"I know it's not."
"Then give me something better. Because right now I'm sitting across from youagain—afteranothercrisis and being your safe personagain—and I need to know this isn't just the pattern recycling with better lighting."
His hands were gripping the armrests. This was the Ethan underneath—the one who'd been shoved against his own bed by someone he trusted and was still, five weeks later, deciding whether that trust had been earned back.
I sat with it. Didn't deflect. Didn't reach for a Harrington answer. Just sat in the ugliest version of myself that Ethan was holding up and looked at it.
"What's different," I said slowly, "is that I see it. The pattern. I saw it that night with Liam—not in the moment, but after."
Ethan was watching. Not giving me anything. Making me earn every inch.
"And what's different is that I'm telling you this sober. Sitting up. Not falling apart on your bed at midnight." I looked at him. "I know that doesn't fix what I did to you. Nothing fixes that. But I'm not here because you're the nearest body, Ethan. I'm here because you're the only person who would tell me the truth."
He was quiet for a long time. His coffee cup between his hands. Not looking at me.
"Okay," he said. Not warmth. Not forgiveness. Just the door staying open a crack instead of slamming shut.
The silence stretched. He wasn't going to ask. Wasn't going to make this easier by pulling the story out of me. That was fair. He didn't owe me easy.
So I kept going.
"I woke up sober. Remembered everything I'd said. And instead of dealing with it, I started a fight. Threw everything I could at him until he left."
Ethan's jaw tightened. Still not looking at me. "Instead of dealing with yourself."
"Yeah."
"Because being honest drunk is easy. Being honest sober is—"
"Terrifying."
"And you'd rather destroy something than be terrified."

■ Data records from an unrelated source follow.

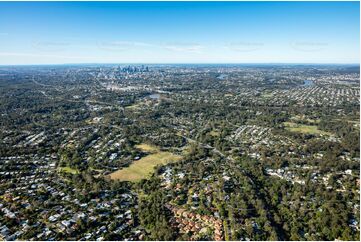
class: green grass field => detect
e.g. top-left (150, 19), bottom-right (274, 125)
top-left (58, 166), bottom-right (79, 175)
top-left (283, 122), bottom-right (330, 135)
top-left (109, 144), bottom-right (182, 182)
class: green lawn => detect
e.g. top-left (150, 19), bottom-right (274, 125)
top-left (58, 166), bottom-right (79, 174)
top-left (283, 122), bottom-right (330, 135)
top-left (109, 144), bottom-right (182, 182)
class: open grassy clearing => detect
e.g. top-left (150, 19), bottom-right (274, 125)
top-left (135, 143), bottom-right (159, 153)
top-left (58, 166), bottom-right (79, 175)
top-left (283, 122), bottom-right (331, 135)
top-left (109, 144), bottom-right (182, 182)
top-left (291, 115), bottom-right (321, 124)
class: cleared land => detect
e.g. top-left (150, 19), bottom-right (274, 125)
top-left (109, 144), bottom-right (182, 182)
top-left (283, 122), bottom-right (330, 135)
top-left (58, 166), bottom-right (79, 175)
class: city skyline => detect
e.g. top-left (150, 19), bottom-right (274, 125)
top-left (0, 2), bottom-right (360, 65)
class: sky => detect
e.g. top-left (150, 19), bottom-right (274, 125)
top-left (0, 2), bottom-right (360, 65)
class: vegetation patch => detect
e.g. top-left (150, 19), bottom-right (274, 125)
top-left (58, 166), bottom-right (79, 175)
top-left (135, 143), bottom-right (160, 153)
top-left (283, 122), bottom-right (330, 135)
top-left (109, 144), bottom-right (182, 182)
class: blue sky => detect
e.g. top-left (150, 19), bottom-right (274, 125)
top-left (0, 2), bottom-right (360, 65)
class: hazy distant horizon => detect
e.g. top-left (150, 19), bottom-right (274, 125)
top-left (0, 2), bottom-right (360, 65)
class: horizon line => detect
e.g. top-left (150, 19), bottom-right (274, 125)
top-left (0, 62), bottom-right (360, 66)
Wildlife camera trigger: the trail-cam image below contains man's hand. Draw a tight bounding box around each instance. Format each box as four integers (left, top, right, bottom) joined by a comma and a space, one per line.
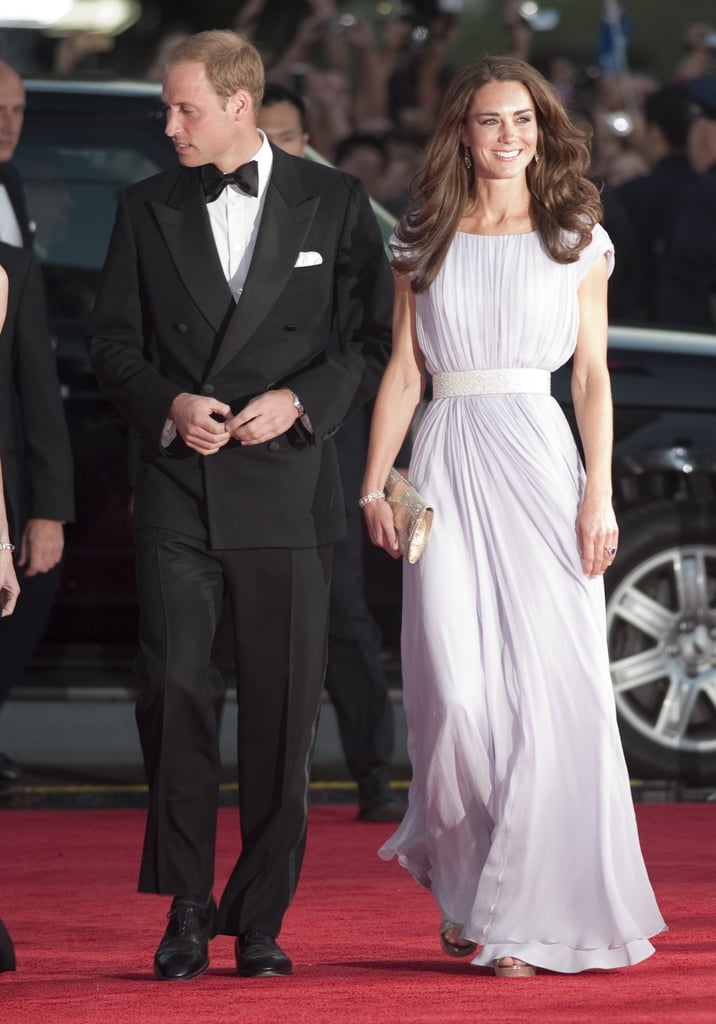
17, 519, 65, 577
0, 550, 19, 615
226, 388, 298, 444
169, 393, 231, 455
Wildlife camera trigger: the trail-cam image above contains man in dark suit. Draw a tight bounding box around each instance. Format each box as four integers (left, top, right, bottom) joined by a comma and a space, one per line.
0, 380, 19, 973
258, 82, 406, 821
659, 76, 716, 332
0, 243, 75, 786
0, 60, 34, 248
609, 85, 697, 322
0, 60, 73, 787
89, 32, 392, 980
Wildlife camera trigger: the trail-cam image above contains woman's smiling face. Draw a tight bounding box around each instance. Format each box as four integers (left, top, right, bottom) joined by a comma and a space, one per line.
461, 82, 539, 178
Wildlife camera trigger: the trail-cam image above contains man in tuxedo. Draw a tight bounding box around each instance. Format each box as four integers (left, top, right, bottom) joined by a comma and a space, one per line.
0, 60, 34, 248
0, 60, 74, 787
258, 82, 406, 821
0, 242, 75, 787
88, 31, 392, 980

The words landed. Not like an accusation. Like a mirror held at an angle I couldn't look away from.
"He called me on it," I said. "Said I let him in and shut the door. Every time. That he's chosen me over and over and I'm the one who keeps deciding it's over."
Ethan looked at me then. Something hard in his expression. "Is he wrong?"
"No."
"You do this, Alex. You get close to someone. They see you. And you burn it down because being seen is worse than being alone."
"I know."
"So what do you want?"
"Him. I want him."
"Then stop sitting in this chair talking to me about it and go tell him."
"I don't know how to be honest without falling apart first—"
"Then learn. Right now. Today." He set his coffee down. "You stop reaching for people when you're falling apart. You reach for them when you're standing up. Go to Liam sober. Clear-headed. And you say the things you said drunk."
"What if he doesn't want to hear it?"
"Then he doesn't. But at least it came from the real you."